Classic Blog: ‘Learning Leadership: How to become a leader in the NHS’ by Professor Aidan Halligan

I’m watching again the excellent BBC TV series from the 1990s, Cardiac Arrest, and it reminded me of this film clip. Time to put it up again.

‘Aidan Halligan, Professor of Foetal and Maternal Medicine and Director of Education at UCL reflects on his experiences of being a leader in the NHS. He shares the stories of people he respects as leaders, and analyses the key features that make them so effective.

Leadership is “… going into the unknown with courage. People respect courage and they respect compassion.”

“We know when we see a leader. They inspire us and when we’re inspired we become determined. And when we are determined we go further.
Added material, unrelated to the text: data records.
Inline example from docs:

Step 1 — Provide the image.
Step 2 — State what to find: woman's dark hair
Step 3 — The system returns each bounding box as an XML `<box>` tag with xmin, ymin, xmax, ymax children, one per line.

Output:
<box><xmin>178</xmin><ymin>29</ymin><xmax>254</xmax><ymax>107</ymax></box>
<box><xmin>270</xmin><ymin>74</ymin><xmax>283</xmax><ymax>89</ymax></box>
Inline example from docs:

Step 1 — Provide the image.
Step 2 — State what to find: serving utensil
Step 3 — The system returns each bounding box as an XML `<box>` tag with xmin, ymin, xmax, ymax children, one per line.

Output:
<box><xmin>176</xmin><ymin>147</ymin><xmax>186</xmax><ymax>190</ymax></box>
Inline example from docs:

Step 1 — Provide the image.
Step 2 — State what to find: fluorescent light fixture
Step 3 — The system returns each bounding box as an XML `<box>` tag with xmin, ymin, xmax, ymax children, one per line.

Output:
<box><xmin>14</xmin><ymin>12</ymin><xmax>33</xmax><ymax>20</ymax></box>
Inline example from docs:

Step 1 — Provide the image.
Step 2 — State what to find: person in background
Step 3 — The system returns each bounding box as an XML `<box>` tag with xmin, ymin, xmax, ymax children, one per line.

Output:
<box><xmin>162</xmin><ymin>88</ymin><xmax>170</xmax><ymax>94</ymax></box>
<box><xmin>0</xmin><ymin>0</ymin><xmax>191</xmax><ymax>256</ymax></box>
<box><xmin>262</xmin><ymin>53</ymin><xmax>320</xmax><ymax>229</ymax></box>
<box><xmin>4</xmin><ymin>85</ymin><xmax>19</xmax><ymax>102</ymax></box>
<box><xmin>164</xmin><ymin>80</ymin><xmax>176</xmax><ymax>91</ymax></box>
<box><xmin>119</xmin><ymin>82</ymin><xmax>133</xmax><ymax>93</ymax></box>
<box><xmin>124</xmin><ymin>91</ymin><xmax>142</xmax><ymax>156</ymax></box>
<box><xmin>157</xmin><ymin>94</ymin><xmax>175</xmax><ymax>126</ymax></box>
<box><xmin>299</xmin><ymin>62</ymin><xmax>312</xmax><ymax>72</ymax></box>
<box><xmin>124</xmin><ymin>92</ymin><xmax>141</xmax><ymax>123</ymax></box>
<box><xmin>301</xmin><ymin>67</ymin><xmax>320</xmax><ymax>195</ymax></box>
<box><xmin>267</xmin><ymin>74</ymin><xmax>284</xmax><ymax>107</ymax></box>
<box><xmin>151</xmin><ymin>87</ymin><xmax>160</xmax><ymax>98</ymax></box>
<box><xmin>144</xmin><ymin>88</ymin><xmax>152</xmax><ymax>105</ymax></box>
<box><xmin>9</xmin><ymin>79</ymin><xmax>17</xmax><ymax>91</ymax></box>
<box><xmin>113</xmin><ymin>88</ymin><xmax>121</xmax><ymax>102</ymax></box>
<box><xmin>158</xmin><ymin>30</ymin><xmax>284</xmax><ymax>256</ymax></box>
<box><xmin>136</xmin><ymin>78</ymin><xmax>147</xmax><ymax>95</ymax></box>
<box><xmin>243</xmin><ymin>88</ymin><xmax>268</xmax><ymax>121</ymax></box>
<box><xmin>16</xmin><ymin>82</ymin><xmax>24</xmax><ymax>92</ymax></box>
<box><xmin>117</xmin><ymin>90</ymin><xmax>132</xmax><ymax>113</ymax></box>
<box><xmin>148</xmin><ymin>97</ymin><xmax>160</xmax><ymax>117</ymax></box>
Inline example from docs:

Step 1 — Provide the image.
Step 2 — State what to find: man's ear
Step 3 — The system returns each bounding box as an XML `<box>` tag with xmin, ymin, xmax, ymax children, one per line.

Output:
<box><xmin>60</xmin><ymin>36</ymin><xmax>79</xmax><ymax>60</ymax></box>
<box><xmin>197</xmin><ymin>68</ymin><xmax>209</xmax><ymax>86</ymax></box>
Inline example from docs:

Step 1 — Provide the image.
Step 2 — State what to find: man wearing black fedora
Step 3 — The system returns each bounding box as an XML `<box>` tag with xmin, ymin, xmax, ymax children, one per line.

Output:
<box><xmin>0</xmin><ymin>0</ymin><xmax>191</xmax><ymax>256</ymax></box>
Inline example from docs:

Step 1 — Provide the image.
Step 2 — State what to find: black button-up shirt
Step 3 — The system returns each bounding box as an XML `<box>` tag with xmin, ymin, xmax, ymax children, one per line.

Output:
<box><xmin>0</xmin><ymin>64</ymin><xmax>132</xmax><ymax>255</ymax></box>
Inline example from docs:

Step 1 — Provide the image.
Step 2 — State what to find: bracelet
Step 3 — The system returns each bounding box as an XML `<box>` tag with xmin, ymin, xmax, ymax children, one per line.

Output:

That’s what leadership is about… And it’s your example that counts, not your rank. And if you care about patients to the point of being selfless, people will always respect that.”

“Martin Luther King ‘I have a dream’, you remember that great speech? Imagine if he had said, ‘I have a strategic plan.’

“It was Michelangelo who said, ‘The tragedy abut life is not that we set our heights too high and fail, but we set our sights too low and succeed.’”

And the magic word – what is essential – in hospitals: KINDNESS. (Go to 7’05”)

Thanks to Mark Gilman for this, who shared a stage with Aidan at a conference organised by AA.’